Study: No Link Between Abortion and Depression in Teens

A new study using data from the National Longitudinal Study of Adolescent Health finds no association between abortion and either depression or low self-esteem in teens within a year of terminating a pregnancy or five years later. 

A new study using data from the National Longitudinal Study of Adolescent Health finds no association between abortion and either depression or low self-esteem in teens within a year of terminating a pregnancy or five years later.  The researchers evaluated the outcomes for 289 female respondents who reported at least one pregnancy between 1994–1995 and 1996, of which 69 reported undergoing an induced abortion. The authors stated that “Socioeconomic and demographic characteristics did not substantially modify the relationships between abortion and the outcomes.”

The study, entitled “Do Depression and Low Self-Esteem Follow Abortion Among Adolescents? Evidence from a National Study,” was conducted by Jocelyn T. Warren, a research associate and postdoctoral fellow, and S. Marie Harvey, chair and professor, both of the Department of Public Health, Oregon State University, Corvallis, along with Jillian T. Henderson, assistant professor, University of California, San Francisco, Bixby Center for Global Reproductive Health.  It will be published in the December 2010 issue of Perspectives on Sexual and Reproductive Health.

The context for the study was to examine claims that abortion leads to depression and regret in women. A 2008 study by the American Psychological Association (APA) found no evidence that induced abortion causes mental health problems in adult women, but “because of a scarcity of evidence on teens, no conclusions were drawn at that time about the impact on adolescents.” 

Yet notwithstanding the lack of actual data linking abortion with depression, the assumption that the two are linked has been used by the anti-choice movement in the media, in legislatures and in the courts. According to the Guttmacher Institute, 34 states currently require that women receive counseling before an abortion is performed and seven of these states specifically require that women be warned of possible negative psychological consequences resulting from the procedure.

“Paradoxically,” the authors of the new study suggest, “laws mandating that women considering abortion be advised of its psychological risks may jeopardize women’s health by adding unnecessary anxiety and undermining women’s right to informed consent.”

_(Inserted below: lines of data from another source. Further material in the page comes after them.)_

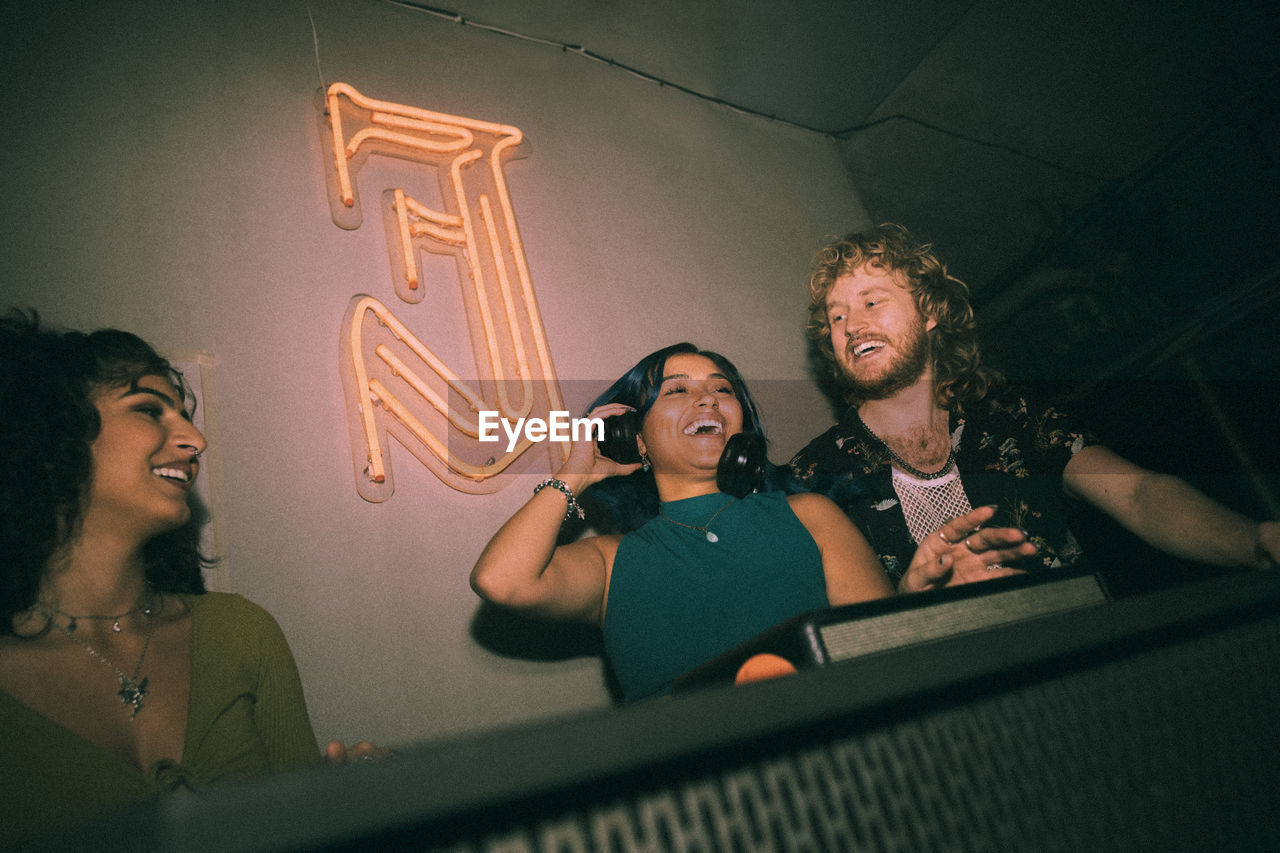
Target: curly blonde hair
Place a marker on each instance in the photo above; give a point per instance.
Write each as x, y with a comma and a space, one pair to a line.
954, 351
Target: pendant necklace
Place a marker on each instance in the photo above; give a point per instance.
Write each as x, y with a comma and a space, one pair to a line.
901, 463
132, 690
705, 528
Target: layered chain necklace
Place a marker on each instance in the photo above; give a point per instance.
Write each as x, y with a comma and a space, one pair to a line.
132, 690
702, 528
903, 464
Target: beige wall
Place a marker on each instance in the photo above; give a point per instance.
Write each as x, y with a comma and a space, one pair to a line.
163, 173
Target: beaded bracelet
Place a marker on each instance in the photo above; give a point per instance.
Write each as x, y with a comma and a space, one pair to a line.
574, 509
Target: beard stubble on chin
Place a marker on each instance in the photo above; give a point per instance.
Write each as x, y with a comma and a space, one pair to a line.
901, 373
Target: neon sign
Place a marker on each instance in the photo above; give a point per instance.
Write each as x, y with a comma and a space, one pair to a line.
394, 383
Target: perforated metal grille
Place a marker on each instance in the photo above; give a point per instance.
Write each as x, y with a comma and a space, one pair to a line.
1168, 749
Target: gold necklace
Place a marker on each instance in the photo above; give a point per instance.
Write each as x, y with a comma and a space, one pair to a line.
114, 620
906, 466
132, 690
704, 528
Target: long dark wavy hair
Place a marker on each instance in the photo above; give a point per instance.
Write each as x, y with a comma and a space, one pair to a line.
959, 375
48, 423
622, 503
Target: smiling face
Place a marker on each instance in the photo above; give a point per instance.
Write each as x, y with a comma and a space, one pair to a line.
877, 333
694, 414
144, 459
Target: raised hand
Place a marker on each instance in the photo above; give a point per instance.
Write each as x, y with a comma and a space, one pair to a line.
961, 551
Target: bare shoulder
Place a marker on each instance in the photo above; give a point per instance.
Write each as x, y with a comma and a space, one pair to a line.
810, 506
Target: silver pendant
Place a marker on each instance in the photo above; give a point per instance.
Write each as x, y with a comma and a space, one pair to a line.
132, 693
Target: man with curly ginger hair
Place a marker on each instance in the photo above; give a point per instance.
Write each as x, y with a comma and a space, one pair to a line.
927, 434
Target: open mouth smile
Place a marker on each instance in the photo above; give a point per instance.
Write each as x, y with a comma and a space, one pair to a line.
704, 427
173, 474
865, 349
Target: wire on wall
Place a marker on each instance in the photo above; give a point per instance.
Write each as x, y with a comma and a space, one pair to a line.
841, 133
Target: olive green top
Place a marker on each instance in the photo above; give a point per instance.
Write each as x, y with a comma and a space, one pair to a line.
246, 716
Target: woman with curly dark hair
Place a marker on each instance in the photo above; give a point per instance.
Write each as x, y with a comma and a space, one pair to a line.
120, 678
693, 559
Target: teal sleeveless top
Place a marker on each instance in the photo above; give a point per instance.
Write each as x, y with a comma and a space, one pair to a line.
677, 600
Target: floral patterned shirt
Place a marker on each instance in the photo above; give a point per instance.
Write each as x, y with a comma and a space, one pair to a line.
1009, 454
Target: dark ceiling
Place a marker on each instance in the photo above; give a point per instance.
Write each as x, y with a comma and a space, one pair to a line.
1093, 169
1102, 173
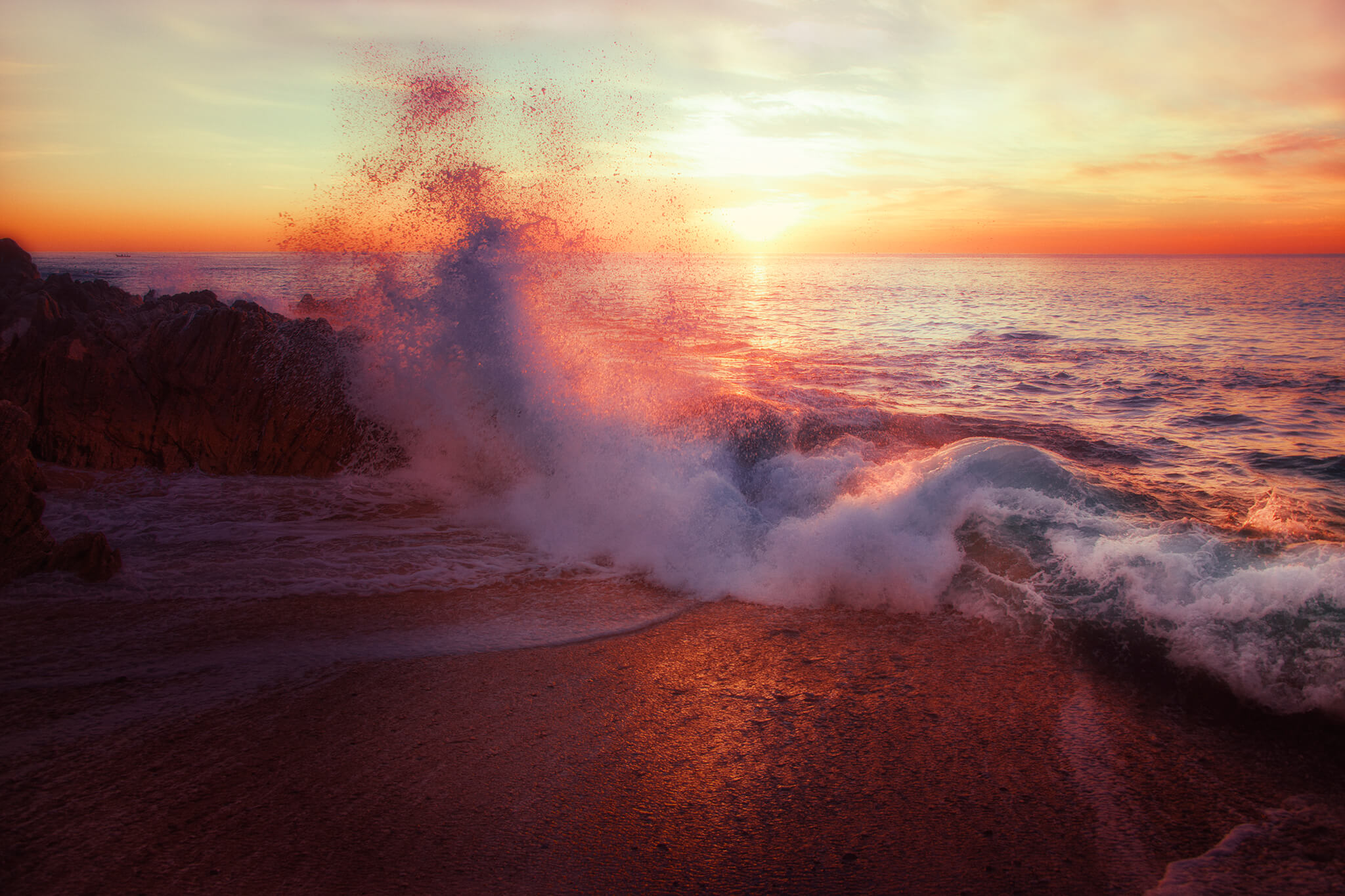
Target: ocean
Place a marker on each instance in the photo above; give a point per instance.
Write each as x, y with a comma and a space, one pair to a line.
1141, 449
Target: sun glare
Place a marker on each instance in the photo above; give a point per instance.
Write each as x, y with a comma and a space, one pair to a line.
762, 222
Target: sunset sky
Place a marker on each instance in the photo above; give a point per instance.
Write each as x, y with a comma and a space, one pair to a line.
961, 127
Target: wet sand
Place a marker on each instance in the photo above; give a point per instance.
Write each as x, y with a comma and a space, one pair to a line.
174, 748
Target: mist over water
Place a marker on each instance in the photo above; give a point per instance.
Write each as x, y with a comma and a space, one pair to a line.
1141, 445
806, 431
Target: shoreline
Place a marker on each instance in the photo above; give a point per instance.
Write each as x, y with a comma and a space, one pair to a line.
731, 748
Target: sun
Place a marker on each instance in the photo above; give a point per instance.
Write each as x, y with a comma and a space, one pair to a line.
762, 222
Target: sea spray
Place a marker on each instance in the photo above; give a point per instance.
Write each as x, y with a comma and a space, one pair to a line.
794, 441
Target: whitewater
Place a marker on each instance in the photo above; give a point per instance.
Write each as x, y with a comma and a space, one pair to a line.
1139, 449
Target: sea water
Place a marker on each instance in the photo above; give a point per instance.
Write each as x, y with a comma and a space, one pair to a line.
1136, 444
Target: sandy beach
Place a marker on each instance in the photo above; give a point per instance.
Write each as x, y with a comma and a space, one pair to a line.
171, 748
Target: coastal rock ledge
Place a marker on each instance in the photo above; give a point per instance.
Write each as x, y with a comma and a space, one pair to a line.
26, 545
115, 381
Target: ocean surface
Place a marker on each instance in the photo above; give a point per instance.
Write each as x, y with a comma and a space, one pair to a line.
1138, 446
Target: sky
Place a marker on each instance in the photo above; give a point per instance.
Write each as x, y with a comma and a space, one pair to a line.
841, 127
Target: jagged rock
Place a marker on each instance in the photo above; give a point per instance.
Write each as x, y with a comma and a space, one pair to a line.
89, 555
24, 542
114, 381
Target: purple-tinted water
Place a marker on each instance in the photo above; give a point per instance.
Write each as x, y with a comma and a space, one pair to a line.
1157, 441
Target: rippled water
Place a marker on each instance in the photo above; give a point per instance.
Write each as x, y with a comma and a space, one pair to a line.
1132, 442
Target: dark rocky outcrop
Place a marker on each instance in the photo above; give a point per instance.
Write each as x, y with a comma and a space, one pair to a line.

Indeed, so pervasive is the assumption of links between abortion and depression–and so ingrained the notion that women must be protected from their own decisions–that such links were even cited by Justice Anthony Kennedy in the Supreme Court’s 2007 decision upholding the ban on so-called partial birth abortions.  Justice Kennedy wrote:

“While we find no reliable data to measure the phenomenon, it seems unexceptionable to conclude some women come to regret their choice to abort. . . . Severe depression and loss of esteem can follow.”

Likewise, similar memes are among the numerous unsupported arguments (such as the medically inaccurate claim of “fetal pain” at 20 weeks) that have been used to support laws further and further restricting women’s rights to determine whether and when to have a child.

In 2010, Nebraska mandated in the Women’s Health Protection Act that providers screen women seeking abortion for “physical, psychological, emotional, demographic or situational” risk factors. Providers who do not comply fully with the law will be liable for damages, including “wrongful death.”

But these assertions remain unfounded and, it is clear, ideologically driven.

Warren, Harvey, and Henderson state that the young women in their study who
had an abortion “were no more likely to become depressed or have low self-esteem within the year of the pregnancy or five years later than were their peers whose pregnancies did not end in abortion.”

Consistent with previous studies of abortion and psychological outcomes, the strongest predictors of depression and low self-esteem in this study were prior depression and prior low self-esteem.  The new study is the first to look at depression and low self-esteem as potential outcomes of abortion among a nationally representative group of teens, and the results are consistent with the findings of the earlier APA report—induced abortion does not cause mental health problems in adolescent women.